DESIGN

Alessandro Mendini’s Final Design

The late Italian architect’s last completed work, a multicolor trophy-shape cabinet for BD Barcelona, toasts the staying power of postmodern irreverence.

Cristallo by Alessandro Mendini for BD Barcelona.

Radical Italian designer Alessandro Mendini’s six-decade career abounded with influential works. His thronelike Proust armchair for Magis, which perhaps predicted the Postmodern design movement, has become one of the 20th century’s most groundbreaking chairs. Mendini’s architectural works share similar prestige—the Groningen Museum’s signature central golden tower instantly became emblematic of the Dutch city after its 1994 ribbon-cutting. Postmodernism expert Adam Nathaniel Furman describes Mendini as “a figure of staggering importance, and a beautiful mind who helped open up horizons that were once curtailed and reinject design and architecture with magic, self-awareness, and imagination.”

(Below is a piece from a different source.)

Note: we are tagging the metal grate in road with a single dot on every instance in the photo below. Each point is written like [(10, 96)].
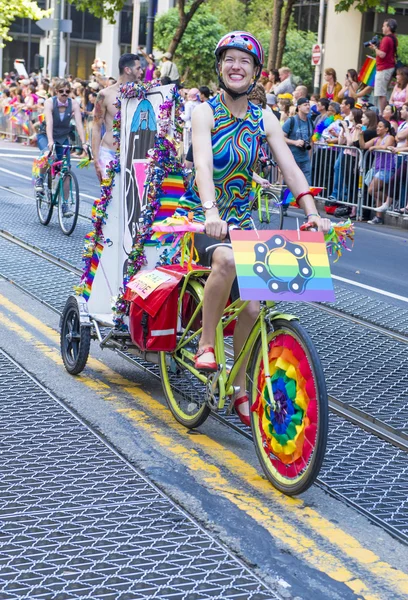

Mendini’s legacy lives on thanks to BD Barcelona Design, which recently unveiled the visionary’s final design before his death, this past February. Called Cristallo, the limited-edition trophy-shape cabinet embodies the idea of form following function. An intricate white trophy with geometric detailing is emblazoned across the cabinet’s sycamore-veneered front, which opens to compartments outfitted with shelving. Glossy reds, blues, and greens, which nod to Postmodern irreverence, define the piece’s side and back surfaces.

Cristallo by Alessandro Mendini for BD Barcelona.

BD Barcelona Design views the commission as a thank-you for their ongoing collaborations with Mendini, which originated in with a rug collection in the 1980s. “[Cristallo] is a celebration,” the brand says. “History wanted it to be Mendini’s last design done throughout his long and rich professional career. Let’s drink to him.”